# Wimbledon



## John McE (Dec 23, 2003)

Unless I am imagining it, I read somewhere on this forum, several months ago, a reasurance from Virgin that by the time Wimbledon 2011 came around, we'd be able to access the multiple game feeds on the TIVO that will be available on the old V+ box. With only 4 days to go, there is still no sign of this happening. Has this been quietly dropped, or are we going to have an update to facilitate this in the next couple of days?


----------



## deshepherd (Nov 30, 2000)

John McE said:


> Unless I am imagining it, I read somewhere on this forum, several months ago, a reasurance from Virgin that by the time Wimbledon 2011 came around, we'd be able to access the multiple game feeds on the TIVO that will be available on the old V+ box. With only 4 days to go, there is still no sign of this happening. Has this been quietly dropped, or are we going to have an update to facilitate this in the next couple of days?


No, I think the Olympics was the event which was "guaranteed" to have red button working.


----------



## deshepherd (Nov 30, 2000)

Just done a search and I think the relevant statement is



> button functions will be more app orientated. By the time the 2012 Olympics start we hope to gave users an option of 24 different events VIA the 'BBCi app' - 2012


I.e. looks like "red-button" behaviour will be handled via an app that will tap into the BBC IP streams (like iPlayer now does). Positive is that it may allow access to more than is on existing red-button but negative is that its probably tied up with the BBCs overall roll-out plans for apps (so I expect this means we have to wait until the iPad version is done since that is clearly the most important platform in the universe as far as the BBC is concerned).


----------



## John McE (Dec 23, 2003)

Oh, obviously wishful thinking on my part. But I am certainly going to miss not having so many matches to choose from. And very possibly next year as well. Bummer.


----------



## alextegg (May 21, 2002)

John McE said:


> Unless I am imagining it, I read somewhere on this forum, several months ago, a reasurance from Virgin that by the time Wimbledon 2011 came around, we'd be able to access the multiple game feeds on the TIVO that will be available on the old V+ box. With only 4 days to go, there is still no sign of this happening. Has this been quietly dropped, or are we going to have an update to facilitate this in the next couple of days?


You CANNOT be serious!!!

Sorry, couldn't resist it


----------



## cwaring (Feb 12, 2002)

alextegg said:


> couldn't resist it


Why not? I did. *Far* too obvious; yes, even for me


----------



## alextegg (May 21, 2002)




----------



## cwaring (Feb 12, 2002)

Oh come on Alex! Lighten up


----------



## Ernie_C (Feb 20, 2011)

John McE said:


> Oh, obviously wishful thinking on my part. But I am certainly going to miss not having so many matches to choose from. And very possibly next year as well. Bummer.

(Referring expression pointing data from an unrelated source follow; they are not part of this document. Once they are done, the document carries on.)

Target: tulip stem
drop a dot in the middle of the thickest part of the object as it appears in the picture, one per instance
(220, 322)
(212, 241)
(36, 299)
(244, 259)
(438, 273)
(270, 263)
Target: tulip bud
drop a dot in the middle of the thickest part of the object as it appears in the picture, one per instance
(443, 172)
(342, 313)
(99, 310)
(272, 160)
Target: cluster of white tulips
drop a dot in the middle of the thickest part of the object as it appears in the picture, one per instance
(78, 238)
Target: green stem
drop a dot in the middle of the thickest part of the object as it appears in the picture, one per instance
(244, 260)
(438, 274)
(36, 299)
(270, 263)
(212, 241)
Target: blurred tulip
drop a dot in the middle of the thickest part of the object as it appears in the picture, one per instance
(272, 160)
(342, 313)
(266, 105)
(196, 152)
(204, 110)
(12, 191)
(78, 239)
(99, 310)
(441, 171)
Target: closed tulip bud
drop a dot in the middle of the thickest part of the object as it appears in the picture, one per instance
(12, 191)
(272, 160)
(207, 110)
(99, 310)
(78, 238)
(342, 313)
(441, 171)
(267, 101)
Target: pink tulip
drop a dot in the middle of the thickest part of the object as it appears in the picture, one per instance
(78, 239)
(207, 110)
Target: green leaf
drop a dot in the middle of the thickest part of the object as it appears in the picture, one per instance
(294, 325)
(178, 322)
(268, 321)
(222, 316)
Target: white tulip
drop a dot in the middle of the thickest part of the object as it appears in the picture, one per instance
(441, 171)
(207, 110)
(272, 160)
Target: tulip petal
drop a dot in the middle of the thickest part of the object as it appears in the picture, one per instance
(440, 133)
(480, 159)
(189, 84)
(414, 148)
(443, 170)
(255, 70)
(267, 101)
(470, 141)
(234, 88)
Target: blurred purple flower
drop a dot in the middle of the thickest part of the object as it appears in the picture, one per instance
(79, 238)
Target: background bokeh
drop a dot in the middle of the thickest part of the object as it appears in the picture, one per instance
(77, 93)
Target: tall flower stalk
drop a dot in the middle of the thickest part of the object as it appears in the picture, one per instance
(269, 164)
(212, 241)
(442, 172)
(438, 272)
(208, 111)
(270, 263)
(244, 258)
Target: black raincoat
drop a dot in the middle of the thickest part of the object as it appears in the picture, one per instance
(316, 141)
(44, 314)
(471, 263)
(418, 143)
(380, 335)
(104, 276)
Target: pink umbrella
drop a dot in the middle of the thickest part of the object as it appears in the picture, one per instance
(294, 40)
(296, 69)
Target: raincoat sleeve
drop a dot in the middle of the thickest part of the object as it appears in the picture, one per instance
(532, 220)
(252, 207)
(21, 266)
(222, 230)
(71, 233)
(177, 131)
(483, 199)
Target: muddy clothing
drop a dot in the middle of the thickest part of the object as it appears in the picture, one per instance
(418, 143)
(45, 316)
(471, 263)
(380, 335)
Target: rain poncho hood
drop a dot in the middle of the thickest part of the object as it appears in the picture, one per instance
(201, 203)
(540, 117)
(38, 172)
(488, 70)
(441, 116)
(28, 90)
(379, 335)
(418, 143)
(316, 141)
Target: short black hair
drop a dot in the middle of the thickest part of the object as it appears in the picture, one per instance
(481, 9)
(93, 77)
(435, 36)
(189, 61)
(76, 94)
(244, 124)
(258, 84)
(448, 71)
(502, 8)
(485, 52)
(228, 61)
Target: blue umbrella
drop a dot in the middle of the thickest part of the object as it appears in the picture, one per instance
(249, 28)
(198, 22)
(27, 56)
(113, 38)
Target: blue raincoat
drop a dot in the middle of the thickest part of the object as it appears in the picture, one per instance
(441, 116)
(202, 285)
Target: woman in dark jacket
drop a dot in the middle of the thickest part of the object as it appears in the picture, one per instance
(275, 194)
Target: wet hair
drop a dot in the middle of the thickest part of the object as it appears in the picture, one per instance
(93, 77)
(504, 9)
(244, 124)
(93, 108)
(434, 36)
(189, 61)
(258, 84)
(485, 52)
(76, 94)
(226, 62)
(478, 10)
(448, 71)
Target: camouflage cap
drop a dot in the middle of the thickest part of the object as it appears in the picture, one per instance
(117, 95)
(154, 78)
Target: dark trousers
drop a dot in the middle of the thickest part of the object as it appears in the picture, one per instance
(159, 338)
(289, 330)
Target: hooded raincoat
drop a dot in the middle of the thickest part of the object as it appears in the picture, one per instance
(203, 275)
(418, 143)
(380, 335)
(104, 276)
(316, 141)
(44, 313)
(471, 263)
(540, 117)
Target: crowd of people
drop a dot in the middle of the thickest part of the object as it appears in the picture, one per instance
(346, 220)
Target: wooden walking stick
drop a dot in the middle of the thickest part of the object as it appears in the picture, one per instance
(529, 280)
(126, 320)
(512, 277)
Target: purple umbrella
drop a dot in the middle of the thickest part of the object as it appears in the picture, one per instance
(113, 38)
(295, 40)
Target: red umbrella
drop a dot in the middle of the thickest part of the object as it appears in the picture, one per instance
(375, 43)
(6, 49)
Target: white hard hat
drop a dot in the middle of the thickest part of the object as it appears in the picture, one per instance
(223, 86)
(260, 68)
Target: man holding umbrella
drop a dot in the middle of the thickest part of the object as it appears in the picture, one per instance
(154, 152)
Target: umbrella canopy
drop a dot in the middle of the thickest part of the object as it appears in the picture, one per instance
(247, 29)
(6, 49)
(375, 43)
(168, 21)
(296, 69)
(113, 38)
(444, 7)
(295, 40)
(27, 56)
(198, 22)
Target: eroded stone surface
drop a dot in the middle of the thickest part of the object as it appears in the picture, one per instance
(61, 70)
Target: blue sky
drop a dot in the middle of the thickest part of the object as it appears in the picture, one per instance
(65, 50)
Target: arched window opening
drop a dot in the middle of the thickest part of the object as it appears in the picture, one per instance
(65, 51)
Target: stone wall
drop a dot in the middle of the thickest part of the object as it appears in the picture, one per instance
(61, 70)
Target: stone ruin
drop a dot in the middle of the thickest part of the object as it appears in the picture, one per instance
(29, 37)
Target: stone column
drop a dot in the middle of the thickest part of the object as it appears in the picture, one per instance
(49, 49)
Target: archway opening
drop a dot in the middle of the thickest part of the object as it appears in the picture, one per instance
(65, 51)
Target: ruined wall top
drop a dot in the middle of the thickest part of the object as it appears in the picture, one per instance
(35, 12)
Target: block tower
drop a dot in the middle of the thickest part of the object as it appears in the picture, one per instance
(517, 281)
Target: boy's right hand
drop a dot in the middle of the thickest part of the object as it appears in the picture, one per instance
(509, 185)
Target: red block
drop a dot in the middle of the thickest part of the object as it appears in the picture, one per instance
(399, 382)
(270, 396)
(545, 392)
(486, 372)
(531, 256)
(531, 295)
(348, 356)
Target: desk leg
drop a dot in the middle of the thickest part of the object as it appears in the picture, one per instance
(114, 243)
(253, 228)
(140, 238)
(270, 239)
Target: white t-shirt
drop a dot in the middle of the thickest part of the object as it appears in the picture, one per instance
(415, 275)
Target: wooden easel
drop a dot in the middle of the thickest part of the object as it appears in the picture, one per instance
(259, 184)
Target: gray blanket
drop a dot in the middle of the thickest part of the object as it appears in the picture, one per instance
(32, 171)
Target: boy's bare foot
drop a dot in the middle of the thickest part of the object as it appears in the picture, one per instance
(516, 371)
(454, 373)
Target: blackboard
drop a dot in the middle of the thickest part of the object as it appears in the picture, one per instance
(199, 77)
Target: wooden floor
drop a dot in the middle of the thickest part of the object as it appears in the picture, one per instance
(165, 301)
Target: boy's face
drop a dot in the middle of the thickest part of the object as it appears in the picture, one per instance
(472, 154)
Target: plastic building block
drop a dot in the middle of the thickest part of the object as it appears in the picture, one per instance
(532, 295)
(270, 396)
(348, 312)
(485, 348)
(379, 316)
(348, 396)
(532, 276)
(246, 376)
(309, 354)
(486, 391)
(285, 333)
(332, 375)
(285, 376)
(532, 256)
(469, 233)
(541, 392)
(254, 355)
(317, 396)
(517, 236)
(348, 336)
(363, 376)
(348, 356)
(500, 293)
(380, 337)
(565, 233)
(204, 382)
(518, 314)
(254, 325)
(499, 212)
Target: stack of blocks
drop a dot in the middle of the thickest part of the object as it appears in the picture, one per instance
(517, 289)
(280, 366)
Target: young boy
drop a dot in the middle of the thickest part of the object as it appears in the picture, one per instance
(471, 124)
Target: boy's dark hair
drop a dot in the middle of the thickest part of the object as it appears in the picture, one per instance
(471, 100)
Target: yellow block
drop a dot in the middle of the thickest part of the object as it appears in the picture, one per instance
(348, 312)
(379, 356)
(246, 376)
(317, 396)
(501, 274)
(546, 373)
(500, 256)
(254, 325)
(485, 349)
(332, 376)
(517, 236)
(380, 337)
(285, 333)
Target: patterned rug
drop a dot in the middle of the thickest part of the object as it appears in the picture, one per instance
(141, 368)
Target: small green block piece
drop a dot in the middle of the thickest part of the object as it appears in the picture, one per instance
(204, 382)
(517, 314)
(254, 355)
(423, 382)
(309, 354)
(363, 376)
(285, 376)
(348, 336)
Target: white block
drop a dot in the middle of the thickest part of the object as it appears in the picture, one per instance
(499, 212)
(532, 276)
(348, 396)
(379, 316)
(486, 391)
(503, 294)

You could revert to using the digital Freeview tuner that your TV no doubt has and get red button support for Wimbledon that way.


----------



## Karnak (Jan 13, 2003)

That's actually a very good point.


----------



## OzSat (Feb 15, 2001)

Although the Freeview offering is only half that of the offering from the VM (non-TiVo) and Sky platforms.


----------



## John McE (Dec 23, 2003)

And there could well be even less options this year, since the Beeb had to cut back on their digital extra channels.


----------



## Faz (May 2, 2004)

IIRC the Freeview feeds were simply a couple of additional channels.
Surely Virgin can add a few more channels?


----------



## OzSat (Feb 15, 2001)

I think last year Virgin and Sky had four extra channels - although usually BBC1/BBC2 was jumping between these - so they was rarely the choice of more than four matches.


----------



## John McE (Dec 23, 2003)

Best news I've read in years is that, according to a BBC press release "selected matches will be available with or without commentary". John McEnroe and Tracey Austin have been ruining all the best matches for the past few years, and Andrew Castle these days just never stops droning on. The thought of being able to watch a top class match without their inanities has me drooling with antipation.

Maybe by 2020, we'll have the option of a virtual Dan Maskall doing the commentary!


----------